Definitely NOT a fuck up :D
The past couple of weeks has served to illustrate very well to me that I am not the fuck-up my mother claims I am. Perhaps it’s a higher power’s way of keeping me from dropping into a deep depression over the shit she tried to cause, but whatever it is happens to be working very well!
Let’s see…
I’ve earned my BA and got confirmation of it.
I’ve been pushed quickly through the ranks at work and officially get my own store a month after beginning work for the company.
I have the greatest friends ever.
I am healthy and happy (mental issues aside, of course).
My son loves me and is a huge support in so many ways.
I don’t have everything, but then I don’t need everything. I’ve never been materialistic or the sort to keep up with the Joneses.

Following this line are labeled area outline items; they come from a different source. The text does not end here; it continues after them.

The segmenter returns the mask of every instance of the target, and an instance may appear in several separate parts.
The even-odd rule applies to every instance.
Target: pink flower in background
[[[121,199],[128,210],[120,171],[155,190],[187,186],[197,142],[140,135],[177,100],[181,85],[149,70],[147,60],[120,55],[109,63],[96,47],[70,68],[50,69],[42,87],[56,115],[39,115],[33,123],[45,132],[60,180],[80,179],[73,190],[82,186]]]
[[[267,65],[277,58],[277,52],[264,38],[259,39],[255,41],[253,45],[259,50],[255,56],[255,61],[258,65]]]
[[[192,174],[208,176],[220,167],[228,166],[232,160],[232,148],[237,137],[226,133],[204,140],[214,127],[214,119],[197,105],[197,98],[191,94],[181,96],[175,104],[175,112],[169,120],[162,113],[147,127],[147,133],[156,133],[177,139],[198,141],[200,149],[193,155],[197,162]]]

I am everything my mother isn’t.
I am understanding and accepting of others, regardless of their differences. Yes, I sometimes get really pissed off when people use those differences to excuse their behaviour, especially when I know it’s nothing more than an excuse…but I digress.
I have never knowingly kept my son in a dangerous situation in order to avoid being alone.
I kicked a nasty cocaine habit - on my own. No rehab, just a really horrible detox at home in the basement suite of my parents’ house. They only thought I had a really nasty flu, although I did tell them later what the real story was. My mother accused me of lying and being an attention whore. And somehow I managed to get my ass into work during this - lots of pepto, sticking my head under the sprayer in the kitchen, and chilling out (literally!) in the walk-in freezer.
Oh, and not to mention that I completed a diploma program in automated business with a specialty in bookkeeping despite the fact that 1) that was during the time I got hooked on coke, and 2) I have dyscalculia (look it up and you’ll find out that it makes math a royal bitch and can make other things rather hard too…). And I finished in the top 3% of my program no less.
Yes, I’ve made mistakes, but they hardly make me a fuck-up. If I hadn’t learned from them and moved on that would be a different story. But obviously I’ve learned a hell of a lot…and much of it has come from watching my mother be utterly unhappy with her own life despite all her so-called success.
Frankly, I think she’s jealous of everything I’ve accomplished and is projecting her own fuck-ups onto me. I’m a big girl - I can handle it. Besides, that’s yet another thing that makes it clear that I’m NOT a fuck up.